When San Francisco was struck by the Loma Prieta Earthquake in October 1989, the American public, the governments of California and the United States, and the international media devoted weeks of attention to the rescue stories and recovery efforts. Congress arranged for speedy economic help to the Bay Area, and insurance companies took out full page ads for many days running to facilitate any claims their customers needed to file. The Vice-President came to survey the tragedy, to express his deep concern and that of the President as well.

For those San Franciscans who had already endured eight years of lives lost to the AIDS epidemic, the intensity of the response to the earthquake evoked mixed emotions. No Vice-President ever visited the injured in San Francisco General's AIDS ward. Instead, the White House seldom mentioned AIDS in the ten years of the epidemic.

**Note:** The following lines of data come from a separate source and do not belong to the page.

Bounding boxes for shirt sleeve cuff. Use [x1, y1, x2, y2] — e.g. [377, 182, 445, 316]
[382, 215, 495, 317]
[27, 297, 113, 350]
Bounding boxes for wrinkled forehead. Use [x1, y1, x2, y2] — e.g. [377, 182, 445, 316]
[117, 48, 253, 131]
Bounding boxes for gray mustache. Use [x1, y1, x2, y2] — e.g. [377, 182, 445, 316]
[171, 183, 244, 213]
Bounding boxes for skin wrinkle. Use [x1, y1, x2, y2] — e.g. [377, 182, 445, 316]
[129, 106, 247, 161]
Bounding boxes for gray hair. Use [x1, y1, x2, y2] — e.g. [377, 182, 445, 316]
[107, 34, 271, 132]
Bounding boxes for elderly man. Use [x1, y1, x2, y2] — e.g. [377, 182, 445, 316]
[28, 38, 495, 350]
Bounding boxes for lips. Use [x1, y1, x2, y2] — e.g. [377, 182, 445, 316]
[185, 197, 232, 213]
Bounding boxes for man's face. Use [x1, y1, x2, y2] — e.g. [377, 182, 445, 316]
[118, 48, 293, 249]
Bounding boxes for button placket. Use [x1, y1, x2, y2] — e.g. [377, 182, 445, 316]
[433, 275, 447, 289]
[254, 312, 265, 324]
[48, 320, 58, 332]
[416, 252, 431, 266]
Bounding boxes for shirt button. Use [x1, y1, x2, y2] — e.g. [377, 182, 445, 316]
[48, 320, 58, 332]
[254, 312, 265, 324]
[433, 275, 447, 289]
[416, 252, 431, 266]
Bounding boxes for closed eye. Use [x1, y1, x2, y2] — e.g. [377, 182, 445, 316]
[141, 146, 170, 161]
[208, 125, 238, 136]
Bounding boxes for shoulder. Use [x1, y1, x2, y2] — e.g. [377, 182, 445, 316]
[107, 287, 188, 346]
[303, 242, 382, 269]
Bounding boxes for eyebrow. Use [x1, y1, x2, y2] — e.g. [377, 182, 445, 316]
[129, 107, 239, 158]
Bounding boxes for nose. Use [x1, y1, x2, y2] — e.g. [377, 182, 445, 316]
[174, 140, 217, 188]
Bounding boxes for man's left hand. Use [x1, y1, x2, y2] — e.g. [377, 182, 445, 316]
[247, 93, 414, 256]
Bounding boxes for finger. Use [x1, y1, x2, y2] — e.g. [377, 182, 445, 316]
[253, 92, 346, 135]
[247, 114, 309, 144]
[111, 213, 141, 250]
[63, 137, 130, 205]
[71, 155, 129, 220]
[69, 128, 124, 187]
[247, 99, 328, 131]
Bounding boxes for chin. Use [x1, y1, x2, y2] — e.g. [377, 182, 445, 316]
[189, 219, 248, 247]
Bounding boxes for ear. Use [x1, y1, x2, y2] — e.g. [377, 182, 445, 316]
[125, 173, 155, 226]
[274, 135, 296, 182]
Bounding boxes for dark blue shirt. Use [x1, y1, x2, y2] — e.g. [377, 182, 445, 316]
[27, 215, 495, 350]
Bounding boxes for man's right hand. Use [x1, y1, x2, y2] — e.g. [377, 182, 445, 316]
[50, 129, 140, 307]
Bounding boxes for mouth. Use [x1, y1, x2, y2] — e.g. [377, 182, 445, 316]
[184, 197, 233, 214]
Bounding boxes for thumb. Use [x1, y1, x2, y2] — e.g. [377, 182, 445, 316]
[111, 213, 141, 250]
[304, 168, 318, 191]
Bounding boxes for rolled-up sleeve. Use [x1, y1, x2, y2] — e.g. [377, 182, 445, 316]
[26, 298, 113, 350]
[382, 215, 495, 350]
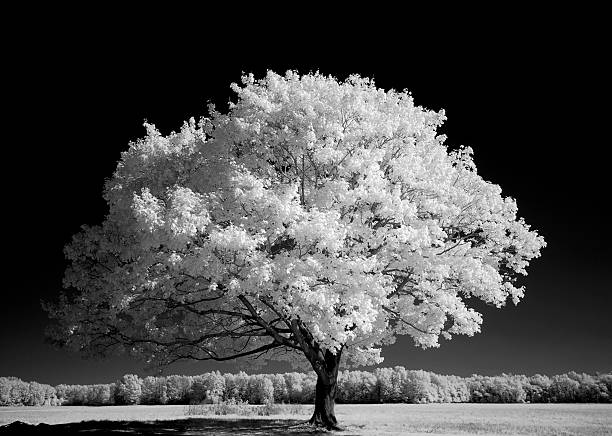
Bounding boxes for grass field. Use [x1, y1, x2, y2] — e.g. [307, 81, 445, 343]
[0, 404, 612, 436]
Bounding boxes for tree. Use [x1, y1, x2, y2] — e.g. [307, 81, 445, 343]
[109, 374, 142, 404]
[47, 72, 545, 428]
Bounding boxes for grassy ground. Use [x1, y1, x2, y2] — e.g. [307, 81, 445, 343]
[0, 404, 612, 436]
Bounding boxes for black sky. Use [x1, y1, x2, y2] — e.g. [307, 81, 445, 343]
[0, 17, 612, 384]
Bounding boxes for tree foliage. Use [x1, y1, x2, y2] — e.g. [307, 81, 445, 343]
[0, 366, 612, 406]
[47, 72, 545, 374]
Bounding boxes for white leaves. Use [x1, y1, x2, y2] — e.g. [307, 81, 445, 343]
[132, 188, 164, 232]
[56, 72, 546, 370]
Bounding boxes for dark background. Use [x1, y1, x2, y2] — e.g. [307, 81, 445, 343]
[0, 16, 612, 384]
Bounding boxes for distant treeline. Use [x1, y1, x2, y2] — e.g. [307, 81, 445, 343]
[0, 366, 612, 406]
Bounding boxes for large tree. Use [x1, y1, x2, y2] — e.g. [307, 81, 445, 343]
[48, 72, 545, 428]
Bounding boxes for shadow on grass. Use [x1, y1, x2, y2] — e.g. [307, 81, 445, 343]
[0, 418, 364, 436]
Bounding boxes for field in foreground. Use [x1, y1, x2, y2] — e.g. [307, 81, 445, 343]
[0, 404, 612, 436]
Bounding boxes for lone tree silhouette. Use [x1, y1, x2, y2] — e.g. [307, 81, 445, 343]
[46, 72, 545, 429]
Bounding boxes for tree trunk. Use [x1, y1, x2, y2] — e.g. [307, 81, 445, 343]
[310, 351, 342, 430]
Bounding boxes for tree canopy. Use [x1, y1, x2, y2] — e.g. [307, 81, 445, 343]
[48, 72, 545, 408]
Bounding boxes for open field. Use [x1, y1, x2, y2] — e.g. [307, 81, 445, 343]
[0, 404, 612, 436]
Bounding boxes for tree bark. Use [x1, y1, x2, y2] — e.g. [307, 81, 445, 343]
[310, 351, 342, 430]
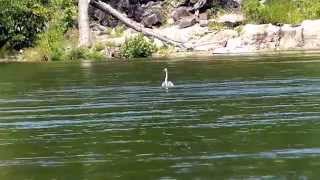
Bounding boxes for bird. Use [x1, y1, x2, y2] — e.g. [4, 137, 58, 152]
[161, 68, 174, 89]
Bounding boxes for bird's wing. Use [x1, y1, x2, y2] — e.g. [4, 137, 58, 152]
[161, 81, 166, 87]
[168, 81, 174, 87]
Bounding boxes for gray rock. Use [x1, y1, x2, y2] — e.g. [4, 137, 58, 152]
[301, 20, 320, 49]
[178, 16, 197, 29]
[193, 30, 238, 51]
[171, 6, 192, 22]
[240, 24, 280, 50]
[278, 25, 303, 50]
[216, 13, 245, 27]
[199, 12, 209, 27]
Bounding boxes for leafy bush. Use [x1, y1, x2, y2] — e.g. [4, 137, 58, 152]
[0, 0, 76, 50]
[0, 0, 49, 49]
[120, 34, 156, 58]
[243, 0, 320, 24]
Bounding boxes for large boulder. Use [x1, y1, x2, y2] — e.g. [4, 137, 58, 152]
[171, 6, 192, 22]
[193, 29, 238, 51]
[178, 16, 197, 29]
[278, 24, 303, 50]
[301, 20, 320, 49]
[216, 13, 245, 27]
[199, 12, 209, 27]
[240, 24, 280, 50]
[142, 1, 164, 28]
[155, 24, 208, 43]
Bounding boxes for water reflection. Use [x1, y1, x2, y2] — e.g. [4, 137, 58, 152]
[0, 56, 320, 179]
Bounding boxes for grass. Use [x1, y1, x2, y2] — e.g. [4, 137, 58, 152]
[243, 0, 320, 24]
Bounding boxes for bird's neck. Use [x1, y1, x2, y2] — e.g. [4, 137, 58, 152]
[164, 71, 168, 82]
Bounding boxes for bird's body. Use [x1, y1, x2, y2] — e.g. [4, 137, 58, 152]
[161, 68, 174, 89]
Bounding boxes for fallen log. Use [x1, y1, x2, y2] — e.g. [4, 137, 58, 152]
[90, 0, 187, 49]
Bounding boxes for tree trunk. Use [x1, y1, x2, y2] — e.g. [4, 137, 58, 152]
[90, 0, 186, 49]
[78, 0, 91, 47]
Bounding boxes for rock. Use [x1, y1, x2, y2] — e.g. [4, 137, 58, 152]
[301, 20, 320, 49]
[142, 13, 163, 28]
[178, 16, 197, 29]
[155, 24, 209, 43]
[240, 24, 280, 49]
[190, 0, 212, 11]
[219, 0, 242, 10]
[142, 1, 164, 28]
[171, 6, 192, 22]
[216, 13, 245, 27]
[193, 30, 238, 51]
[278, 24, 303, 50]
[199, 12, 209, 27]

No insurance company ever placed eloquent ads in city dailies offering to assist with the payment for HIV treatments. In contrast, many insurers have gone to some trouble to back out of coverage for legitimate treatments. In the first issue published after the earthquake, AIDS TREATMENT NEWS commented that "in two days, national institutions mobilized as they have never done in eight years of AIDS," and that outside of communities immediately affected by the epidemic, there had not been "even a pale shadow of the mobilization that the far less deadly earthquake has called forth."

Now, much of the world is traumatized by a new disaster: the war in the Middle East, which is commanding the attention and the assets of many nations, their citizens and their news media. Every day, headlines convey the war's urgency, economic futures are reassessed, and the greatest political gravity is assigned to the crisis.

And once more, people who have been struggling with chronic disasters in their lives and their communities are faced with discrepancies in their government's priorities. One week after the resort to warfare, the death toll from AIDS in the U. S. passed 100,000. AIDS has killed more San Franciscans in a decade than have died in the past century of wars and earthquakes combined. The day after bombings against Iraq began, San Francisco Mayor Art Agnos wrote in the San Francisco Examiner, "The war we wanted was a war against AIDS, homelessness and poverty." In the United States today, AIDS is the second leading cause of death of men ages 25 to 44. Who will decide that the vast human resources now poured into technology for ending life can be used instead to build technology for preserving life?

Besides diverting attention from the AIDS crisis, the war has impeded research and care due to staff shortages, as medical professionals are sent to the Gulf. Long-term financial impacts on medical research are not yet known, but almost certainly they will be severe. Clearly the war will do no good for AIDS or any other medical research and care; the question is what damage will be done and how much. We plan to report as necessary on these consequences of the Gulf War, but not to let it divert our attention from the war against AIDS.